Our study has several limitations. Almost half of the patients approached in the primary care waiting room refused to be screened for eligibility in the study, and approximately one fourth of eligible subjects did not complete the study. A lack of information about those who did not participate raises the possibility that those studied were not representative of primary care patients, potentially limiting the generalizability of our results. A higher than expected proportion of subjects reported substance use disorders, likely reflecting the fact that they were recruited from an urban safety-net hospital located in a community where the prevalence of such problems is high, but potentially also reflecting selection bias. The evaluation of a test in an atypical population can result in spectrum bias if, for instance, the unusual severity of the condition renders it more or less easily detectable. While the very close approximation of our results to those of this question and similar questions in other settings suggests that such bias, if present, is small, further study of the question’s test characteristics in a more affluent, lower-risk population may be justified. A limitation of the NIAAA recommended question, and, as far as we know, of the other single-question screens, is that they have not yet been validated languages other than English. This represents another potential future area of study. Subjects were also assured anonymity, a condition which improves the accuracy of the reference standard interview but which may also serve to over-estimate the accuracy of the screening test itself. This is consistent, however, with the methodology of most other alcohol screening test studies.
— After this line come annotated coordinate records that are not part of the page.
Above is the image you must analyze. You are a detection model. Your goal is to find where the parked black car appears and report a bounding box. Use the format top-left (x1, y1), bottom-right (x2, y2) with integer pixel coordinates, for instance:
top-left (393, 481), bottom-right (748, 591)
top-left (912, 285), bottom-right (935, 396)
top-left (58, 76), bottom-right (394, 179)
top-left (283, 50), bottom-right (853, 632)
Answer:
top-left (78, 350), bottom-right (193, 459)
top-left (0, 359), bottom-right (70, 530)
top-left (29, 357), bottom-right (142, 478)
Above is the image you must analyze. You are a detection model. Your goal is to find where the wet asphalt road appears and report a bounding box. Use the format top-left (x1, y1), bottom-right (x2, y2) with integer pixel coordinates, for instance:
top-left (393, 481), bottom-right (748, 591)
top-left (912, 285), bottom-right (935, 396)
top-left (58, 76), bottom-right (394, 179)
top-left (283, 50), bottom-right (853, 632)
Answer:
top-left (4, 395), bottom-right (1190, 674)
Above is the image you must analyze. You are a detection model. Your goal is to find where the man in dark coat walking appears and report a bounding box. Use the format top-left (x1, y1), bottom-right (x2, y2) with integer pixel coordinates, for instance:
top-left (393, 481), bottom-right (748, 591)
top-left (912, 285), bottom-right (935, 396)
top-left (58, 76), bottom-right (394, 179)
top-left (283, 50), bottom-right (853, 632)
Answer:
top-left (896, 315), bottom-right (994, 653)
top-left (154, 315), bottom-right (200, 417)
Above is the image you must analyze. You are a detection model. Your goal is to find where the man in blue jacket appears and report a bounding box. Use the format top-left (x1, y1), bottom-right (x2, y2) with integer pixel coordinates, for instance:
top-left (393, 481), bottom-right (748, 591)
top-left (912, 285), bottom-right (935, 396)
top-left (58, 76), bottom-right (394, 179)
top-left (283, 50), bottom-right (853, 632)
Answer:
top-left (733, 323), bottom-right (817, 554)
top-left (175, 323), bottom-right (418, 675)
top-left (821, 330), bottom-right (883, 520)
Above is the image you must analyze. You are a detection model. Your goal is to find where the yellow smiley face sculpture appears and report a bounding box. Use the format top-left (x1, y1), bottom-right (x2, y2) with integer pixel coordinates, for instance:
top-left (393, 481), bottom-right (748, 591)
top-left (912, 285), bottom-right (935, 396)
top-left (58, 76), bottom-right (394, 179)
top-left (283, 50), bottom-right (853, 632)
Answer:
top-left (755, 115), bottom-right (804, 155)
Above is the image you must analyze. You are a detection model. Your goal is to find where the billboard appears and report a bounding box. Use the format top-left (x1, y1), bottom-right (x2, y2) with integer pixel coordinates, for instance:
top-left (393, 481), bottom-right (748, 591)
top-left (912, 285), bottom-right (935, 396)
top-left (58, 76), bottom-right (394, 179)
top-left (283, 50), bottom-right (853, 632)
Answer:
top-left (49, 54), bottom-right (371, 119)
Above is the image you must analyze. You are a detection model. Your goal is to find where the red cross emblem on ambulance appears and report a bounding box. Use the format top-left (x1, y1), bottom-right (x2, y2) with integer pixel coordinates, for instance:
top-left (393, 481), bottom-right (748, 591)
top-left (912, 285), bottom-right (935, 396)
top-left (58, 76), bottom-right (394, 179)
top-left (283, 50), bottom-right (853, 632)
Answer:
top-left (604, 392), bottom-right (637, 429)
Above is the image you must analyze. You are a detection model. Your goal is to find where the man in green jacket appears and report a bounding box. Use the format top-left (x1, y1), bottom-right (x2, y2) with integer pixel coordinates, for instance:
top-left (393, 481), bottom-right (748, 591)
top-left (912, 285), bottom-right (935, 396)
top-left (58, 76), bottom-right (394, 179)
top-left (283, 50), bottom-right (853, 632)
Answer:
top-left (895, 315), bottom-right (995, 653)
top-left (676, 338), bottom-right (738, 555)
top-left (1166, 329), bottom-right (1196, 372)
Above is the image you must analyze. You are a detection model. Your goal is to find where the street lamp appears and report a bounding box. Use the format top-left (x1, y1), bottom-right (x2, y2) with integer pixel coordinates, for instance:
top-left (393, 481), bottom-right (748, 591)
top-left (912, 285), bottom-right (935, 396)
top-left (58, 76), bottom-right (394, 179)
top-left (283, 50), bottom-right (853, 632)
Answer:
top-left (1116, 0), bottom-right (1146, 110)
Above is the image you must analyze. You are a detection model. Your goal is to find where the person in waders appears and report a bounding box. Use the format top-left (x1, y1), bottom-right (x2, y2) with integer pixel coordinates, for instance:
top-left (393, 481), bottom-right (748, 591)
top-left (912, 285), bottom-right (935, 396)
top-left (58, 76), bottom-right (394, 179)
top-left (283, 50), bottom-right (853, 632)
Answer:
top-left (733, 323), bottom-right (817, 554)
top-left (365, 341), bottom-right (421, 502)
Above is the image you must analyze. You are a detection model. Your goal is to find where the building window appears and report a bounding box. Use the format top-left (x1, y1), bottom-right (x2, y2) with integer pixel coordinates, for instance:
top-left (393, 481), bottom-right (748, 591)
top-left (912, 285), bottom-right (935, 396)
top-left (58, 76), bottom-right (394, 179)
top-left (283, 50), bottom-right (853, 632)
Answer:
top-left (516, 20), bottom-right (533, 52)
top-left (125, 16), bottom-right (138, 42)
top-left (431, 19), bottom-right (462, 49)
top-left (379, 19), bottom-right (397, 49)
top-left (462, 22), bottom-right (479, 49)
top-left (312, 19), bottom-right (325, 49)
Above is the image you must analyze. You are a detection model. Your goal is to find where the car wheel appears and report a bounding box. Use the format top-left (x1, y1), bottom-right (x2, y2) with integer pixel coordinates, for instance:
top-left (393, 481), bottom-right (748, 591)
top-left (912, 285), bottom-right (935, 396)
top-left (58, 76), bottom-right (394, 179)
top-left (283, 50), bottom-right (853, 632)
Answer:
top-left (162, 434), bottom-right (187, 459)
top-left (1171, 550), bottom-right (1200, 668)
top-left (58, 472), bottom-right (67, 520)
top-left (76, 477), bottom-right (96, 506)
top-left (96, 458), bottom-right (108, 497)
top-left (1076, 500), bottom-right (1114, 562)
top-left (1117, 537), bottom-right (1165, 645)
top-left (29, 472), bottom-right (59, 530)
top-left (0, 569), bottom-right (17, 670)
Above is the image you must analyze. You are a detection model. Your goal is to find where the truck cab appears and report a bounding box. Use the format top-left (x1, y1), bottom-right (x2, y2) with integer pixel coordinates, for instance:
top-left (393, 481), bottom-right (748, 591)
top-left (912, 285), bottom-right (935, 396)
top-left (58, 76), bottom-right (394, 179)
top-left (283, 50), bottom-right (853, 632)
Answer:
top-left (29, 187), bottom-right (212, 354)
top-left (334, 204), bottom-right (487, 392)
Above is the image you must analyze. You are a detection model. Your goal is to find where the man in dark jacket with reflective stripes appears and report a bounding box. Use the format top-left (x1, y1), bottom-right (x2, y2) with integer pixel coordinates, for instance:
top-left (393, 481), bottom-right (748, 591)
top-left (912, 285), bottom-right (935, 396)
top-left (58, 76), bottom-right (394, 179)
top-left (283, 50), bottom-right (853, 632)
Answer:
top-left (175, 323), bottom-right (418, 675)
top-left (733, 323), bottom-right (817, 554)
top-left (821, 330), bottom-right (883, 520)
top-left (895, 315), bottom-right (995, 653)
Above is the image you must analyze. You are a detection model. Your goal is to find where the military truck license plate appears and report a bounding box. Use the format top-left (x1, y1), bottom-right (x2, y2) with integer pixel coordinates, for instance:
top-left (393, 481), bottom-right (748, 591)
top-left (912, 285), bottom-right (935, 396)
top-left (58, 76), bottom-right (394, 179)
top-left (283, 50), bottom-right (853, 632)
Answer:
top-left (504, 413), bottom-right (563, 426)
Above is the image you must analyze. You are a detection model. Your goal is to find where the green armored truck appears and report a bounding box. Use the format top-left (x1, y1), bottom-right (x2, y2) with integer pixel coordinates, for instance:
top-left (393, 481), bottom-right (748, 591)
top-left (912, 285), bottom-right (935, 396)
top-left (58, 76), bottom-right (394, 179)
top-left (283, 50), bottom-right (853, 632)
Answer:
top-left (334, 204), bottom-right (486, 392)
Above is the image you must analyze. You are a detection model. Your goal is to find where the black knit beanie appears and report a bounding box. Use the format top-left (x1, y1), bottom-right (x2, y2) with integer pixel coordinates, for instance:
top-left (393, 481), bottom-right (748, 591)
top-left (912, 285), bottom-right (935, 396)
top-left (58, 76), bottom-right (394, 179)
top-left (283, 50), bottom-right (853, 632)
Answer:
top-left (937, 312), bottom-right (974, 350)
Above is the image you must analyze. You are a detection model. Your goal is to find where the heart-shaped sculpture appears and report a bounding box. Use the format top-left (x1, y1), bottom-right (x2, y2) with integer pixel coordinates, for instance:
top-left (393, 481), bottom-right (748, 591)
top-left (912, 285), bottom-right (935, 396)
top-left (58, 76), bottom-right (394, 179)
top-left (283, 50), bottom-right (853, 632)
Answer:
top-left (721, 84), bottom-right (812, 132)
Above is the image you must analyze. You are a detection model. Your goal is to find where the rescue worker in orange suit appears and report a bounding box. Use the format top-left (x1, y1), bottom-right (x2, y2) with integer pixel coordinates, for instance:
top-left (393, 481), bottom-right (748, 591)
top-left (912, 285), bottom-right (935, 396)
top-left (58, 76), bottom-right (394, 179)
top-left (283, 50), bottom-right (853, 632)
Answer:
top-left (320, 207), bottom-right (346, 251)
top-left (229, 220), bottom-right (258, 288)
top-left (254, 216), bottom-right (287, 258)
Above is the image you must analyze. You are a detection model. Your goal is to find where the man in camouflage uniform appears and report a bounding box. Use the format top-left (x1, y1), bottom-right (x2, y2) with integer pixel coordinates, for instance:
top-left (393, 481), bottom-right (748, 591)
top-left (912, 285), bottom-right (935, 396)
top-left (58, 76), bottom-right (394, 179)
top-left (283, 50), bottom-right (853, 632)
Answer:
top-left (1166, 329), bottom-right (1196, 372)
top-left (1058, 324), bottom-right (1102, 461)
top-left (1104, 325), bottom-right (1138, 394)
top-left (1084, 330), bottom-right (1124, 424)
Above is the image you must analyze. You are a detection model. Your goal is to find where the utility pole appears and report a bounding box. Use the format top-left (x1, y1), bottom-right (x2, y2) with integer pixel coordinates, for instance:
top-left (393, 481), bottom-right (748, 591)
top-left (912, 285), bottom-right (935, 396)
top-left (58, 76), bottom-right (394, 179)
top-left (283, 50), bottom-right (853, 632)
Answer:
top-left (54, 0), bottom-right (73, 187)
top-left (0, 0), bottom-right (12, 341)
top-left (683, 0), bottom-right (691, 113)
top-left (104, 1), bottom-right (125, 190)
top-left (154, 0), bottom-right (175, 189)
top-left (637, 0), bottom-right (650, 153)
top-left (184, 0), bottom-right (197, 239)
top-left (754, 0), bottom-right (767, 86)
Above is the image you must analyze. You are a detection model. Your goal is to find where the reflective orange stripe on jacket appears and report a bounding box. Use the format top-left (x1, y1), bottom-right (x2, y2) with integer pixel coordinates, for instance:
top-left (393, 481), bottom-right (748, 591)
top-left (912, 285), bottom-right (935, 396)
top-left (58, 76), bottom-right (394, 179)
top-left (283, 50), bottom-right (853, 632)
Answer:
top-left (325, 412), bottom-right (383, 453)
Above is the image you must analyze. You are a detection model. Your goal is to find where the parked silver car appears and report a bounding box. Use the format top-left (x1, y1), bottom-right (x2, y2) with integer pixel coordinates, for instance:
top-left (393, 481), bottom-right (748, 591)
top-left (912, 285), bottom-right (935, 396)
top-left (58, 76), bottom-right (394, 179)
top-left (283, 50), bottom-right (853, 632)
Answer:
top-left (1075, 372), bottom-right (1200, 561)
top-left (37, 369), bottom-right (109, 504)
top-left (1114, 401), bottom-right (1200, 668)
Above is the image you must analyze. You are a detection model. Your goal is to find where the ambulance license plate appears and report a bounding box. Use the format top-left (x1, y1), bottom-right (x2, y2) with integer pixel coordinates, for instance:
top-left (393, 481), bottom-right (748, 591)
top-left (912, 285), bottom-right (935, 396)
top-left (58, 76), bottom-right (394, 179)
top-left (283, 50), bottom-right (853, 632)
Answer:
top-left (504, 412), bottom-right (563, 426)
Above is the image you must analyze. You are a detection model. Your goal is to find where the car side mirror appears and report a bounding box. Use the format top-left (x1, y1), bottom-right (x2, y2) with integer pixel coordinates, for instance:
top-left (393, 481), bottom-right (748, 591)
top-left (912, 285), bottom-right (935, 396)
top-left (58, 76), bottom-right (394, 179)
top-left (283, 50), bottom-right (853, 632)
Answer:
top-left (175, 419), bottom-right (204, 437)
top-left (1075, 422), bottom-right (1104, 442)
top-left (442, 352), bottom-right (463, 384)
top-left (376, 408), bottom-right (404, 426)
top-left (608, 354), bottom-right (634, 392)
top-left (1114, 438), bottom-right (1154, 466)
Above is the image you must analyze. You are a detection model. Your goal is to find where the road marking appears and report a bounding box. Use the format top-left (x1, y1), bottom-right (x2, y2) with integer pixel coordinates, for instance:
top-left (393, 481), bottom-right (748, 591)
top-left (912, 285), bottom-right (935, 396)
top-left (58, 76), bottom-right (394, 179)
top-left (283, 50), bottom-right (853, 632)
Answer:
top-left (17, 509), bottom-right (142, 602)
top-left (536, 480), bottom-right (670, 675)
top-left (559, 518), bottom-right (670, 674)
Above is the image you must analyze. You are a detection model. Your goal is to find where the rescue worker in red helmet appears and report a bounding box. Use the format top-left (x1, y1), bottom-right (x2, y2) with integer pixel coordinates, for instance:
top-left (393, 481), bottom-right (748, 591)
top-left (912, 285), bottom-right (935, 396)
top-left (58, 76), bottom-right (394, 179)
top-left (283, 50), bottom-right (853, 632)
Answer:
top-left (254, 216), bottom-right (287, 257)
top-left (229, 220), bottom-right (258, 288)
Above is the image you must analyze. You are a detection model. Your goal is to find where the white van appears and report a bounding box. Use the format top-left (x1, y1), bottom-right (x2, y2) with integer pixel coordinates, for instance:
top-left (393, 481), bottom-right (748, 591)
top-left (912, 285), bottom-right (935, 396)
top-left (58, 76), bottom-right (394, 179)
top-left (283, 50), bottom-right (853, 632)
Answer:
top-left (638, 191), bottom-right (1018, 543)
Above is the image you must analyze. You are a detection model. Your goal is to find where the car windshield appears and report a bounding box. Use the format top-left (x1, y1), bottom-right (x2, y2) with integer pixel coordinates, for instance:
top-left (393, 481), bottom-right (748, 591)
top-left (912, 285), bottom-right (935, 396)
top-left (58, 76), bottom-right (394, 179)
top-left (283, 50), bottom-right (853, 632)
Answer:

The single-question screen accurately identified subjects with unhealthy alcohol use. Some patients who screen positive will have severe alcohol use disorders requiring referral to substance abuse treatment, while those who consume excessive amounts of alcohol but have not experienced severe health or interpersonal problems would benefit from brief intervention by the primary care provider. The lack of an efficient way to distinguish these two groups (the NIAAA Clinician’s Guide recommends following up a positive screening test with 13 questions about drinking amounts and alcohol problems), is a challenge that must be addressed when implementing screening for unhealthy alcohol use. The AUDIT and ASSIST, in providing scores, provide a measure of severity. Even though they may be too long for universal screening in many settings, they might be done as brief assessments after a single-item screening question is answered in the affirmative. But this approach has not been tested or validated. Vinson et al. found that two follow-up questions (about drinking in hazardous situations and drinking more or for longer than intended) could identify alcohol use disorders among those with a positive response to a single-question screen30
. This approach, if validated, might represent a more efficient solution than applying a longer test to all patients.
The single-question screen recommended by the NIAAA accurately identified unhealthy alcohol use in this sample of primary care patients. The sensitivity and specificity of this single question was comparable to that reported for longer instruments in other studies. These findings of validity support the use of this brief screen in primary care as recommended by NIAAA, which should, in turn, help with the implementation of universal screening for unhealthy alcohol use as recommended by national practice guidelines.